Final answer:
To determine whether the points (-3,-2) and (3,2) are in the solution set of the system of inequalities, we substitute the x and y values of each point into the inequalities and check if the inequalities hold true. The point (-3,-2) is in the solution set, and the point (3,2) is not in the solution set. The correct answer is d) The point (-3,-2) is in the solution set, and the point (3,2) is not in the solution set.
Step-by-step explanation:
To determine whether the points (-3,-2) and (3,2) are in the solution set of the system of inequalities, we substitute the x and y values of each point into the inequalities and check if the inequalities hold true.

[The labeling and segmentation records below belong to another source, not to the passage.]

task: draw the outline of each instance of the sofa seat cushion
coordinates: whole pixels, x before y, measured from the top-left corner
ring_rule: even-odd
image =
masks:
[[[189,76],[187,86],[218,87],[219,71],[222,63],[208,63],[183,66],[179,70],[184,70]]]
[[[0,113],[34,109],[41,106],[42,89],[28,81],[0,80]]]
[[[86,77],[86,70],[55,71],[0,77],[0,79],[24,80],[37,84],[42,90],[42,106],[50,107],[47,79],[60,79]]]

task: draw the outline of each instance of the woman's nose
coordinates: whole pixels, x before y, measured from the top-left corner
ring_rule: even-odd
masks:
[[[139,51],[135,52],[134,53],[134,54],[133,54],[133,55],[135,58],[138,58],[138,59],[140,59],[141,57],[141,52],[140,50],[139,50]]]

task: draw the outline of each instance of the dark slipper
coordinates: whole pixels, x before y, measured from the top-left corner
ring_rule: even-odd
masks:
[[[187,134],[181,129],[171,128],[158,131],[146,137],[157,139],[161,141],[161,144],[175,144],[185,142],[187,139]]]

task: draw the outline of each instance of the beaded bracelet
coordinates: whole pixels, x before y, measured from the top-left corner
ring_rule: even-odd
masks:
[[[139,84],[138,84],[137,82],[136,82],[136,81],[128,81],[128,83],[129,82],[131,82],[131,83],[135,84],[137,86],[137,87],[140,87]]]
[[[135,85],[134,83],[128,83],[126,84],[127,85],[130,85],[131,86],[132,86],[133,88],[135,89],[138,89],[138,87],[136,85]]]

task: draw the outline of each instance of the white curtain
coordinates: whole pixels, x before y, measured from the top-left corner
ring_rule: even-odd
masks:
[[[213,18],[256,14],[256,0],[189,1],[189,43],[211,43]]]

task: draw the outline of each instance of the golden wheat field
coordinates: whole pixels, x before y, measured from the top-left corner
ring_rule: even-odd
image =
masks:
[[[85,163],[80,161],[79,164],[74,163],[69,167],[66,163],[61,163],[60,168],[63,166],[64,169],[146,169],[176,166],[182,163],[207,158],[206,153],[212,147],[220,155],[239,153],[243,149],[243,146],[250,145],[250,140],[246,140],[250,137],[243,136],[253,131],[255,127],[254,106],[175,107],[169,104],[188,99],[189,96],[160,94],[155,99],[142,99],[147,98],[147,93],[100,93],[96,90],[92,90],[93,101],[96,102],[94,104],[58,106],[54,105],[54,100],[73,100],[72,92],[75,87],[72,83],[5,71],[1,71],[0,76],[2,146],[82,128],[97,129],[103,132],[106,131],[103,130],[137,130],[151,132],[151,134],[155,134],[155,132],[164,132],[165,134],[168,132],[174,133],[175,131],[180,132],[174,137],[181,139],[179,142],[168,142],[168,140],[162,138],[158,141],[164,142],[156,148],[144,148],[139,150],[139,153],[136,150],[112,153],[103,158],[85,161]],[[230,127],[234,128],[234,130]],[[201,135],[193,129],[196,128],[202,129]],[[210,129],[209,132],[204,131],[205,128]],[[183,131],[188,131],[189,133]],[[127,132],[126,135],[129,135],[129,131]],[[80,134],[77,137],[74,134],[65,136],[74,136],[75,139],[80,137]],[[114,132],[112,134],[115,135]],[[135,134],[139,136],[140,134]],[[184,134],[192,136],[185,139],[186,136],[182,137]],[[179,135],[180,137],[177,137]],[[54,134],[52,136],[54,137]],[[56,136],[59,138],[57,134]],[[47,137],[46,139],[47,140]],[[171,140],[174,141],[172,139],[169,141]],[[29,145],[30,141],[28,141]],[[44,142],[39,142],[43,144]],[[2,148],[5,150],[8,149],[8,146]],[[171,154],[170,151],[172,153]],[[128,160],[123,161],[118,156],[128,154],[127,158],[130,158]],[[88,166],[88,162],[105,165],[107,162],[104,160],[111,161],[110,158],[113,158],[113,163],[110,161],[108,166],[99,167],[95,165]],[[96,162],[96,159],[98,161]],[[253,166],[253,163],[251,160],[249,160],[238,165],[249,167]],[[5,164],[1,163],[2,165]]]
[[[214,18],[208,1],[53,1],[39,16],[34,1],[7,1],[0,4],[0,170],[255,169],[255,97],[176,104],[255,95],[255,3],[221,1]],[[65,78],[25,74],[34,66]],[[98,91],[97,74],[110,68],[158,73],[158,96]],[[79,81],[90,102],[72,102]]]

For the first inequality y ≤ (1/2)x + 2:
- Substituting (-3,-2) gives: -2 ≤ (1/2)(-3) + 2 => -2 ≤ -1.5 + 2 => -2 ≤ 0.5. This is true.
- Substituting (3,2) gives: 2 ≤ (1/2)(3) + 2 => 2 ≤ 1.5 + 2 => 2 ≤ 3.5. This is true.
For the second inequality y ≤ -2x - 3:
- Substituting (-3,-2) gives: -2 ≤ -2(-3) - 3 => -2 ≤ 6 - 3 => -2 ≤ 3. This is true.
- Substituting (3,2) gives: 2 ≤ -2(3) - 3 => 2 ≤ -6 - 3 => 2 ≤ -9. This is false.
Therefore, the point (-3,-2) is in the solution set, and the point (3,2) is not in the solution set. The correct answer is d) The point (-3,-2) is in the solution set, and the point (3,2) is not in the solution set.